The food retailer launched rewards card in October 2019, quite a late arrival as most food retailers including Pick n Pay, Woolworths and Spar had been rewarding their customers for being loyal for years.

Checkers said on Tuesday that since Xtra Savings was launched a year ago, it has been signing up more than 15 000 customers daily. The programme now has more than 5 million members.

"Xtra Savings has been instrumental in Checkers gaining R4 billion in market share from competitors in the last financial year, according to Nielsen. It has seen a phenomenal uptake," said the company in a statement on Tuesday.

When Checkers finally joined the rewards game, it had to be more creative as competitors like the Pick n Pay Smart Shopper which had already amassed a large member base and constantly innovating and offering personalised discounts to keep customers engaged.

Checkers decided to deviate from the rewards points system used in many retailers' loyalty programmes, choosing to offer instant cash savings instead, similar to Woolworth's WRewards.  

The retailer launched its offering at a time when usage and novelty of loyalty programmes was wearing off among South Africans.

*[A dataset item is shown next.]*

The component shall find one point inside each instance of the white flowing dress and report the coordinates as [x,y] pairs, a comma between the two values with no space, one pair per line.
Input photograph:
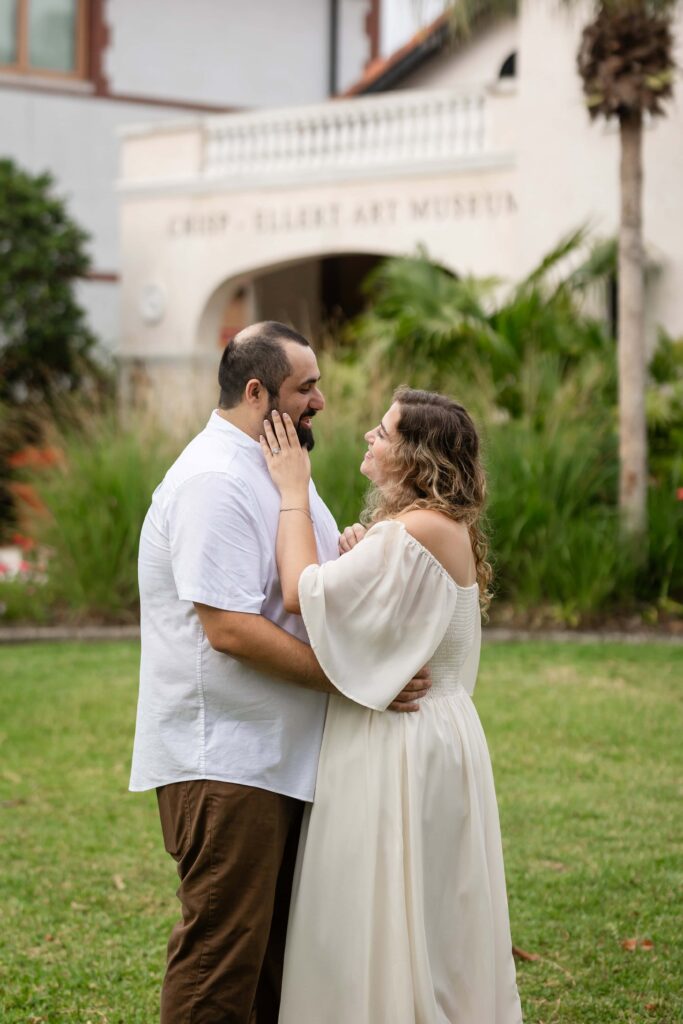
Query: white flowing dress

According to the 2019/20 Truth & BrandMapp South African Loyalty Landscape Whitepaper, usage of loyalty programme in the country had declined by 7% points since 2017. According to BrandMapp, the top reason why people stopped or didn't even begin to use loyalty programmes was that they did not spend enough to earn "decent" rewards, too complicated to understand or because the redemption of points was too complicated.

Neil Schreuder, chief of strategy and innovation for the Shoprite Group said Checkers believed that it was the fact that its customers don’t have to jump through hoops to receive discounts that helped the retailer gain market share. He said the discounts Checkers offered also came at a crucial time as South Africans have become more price sensitive.

"We are delivering lower prices in a time that shoppers need discounts most.  When customers are truly rewarded without the smoke and mirrors, they do come back," said Schreuder.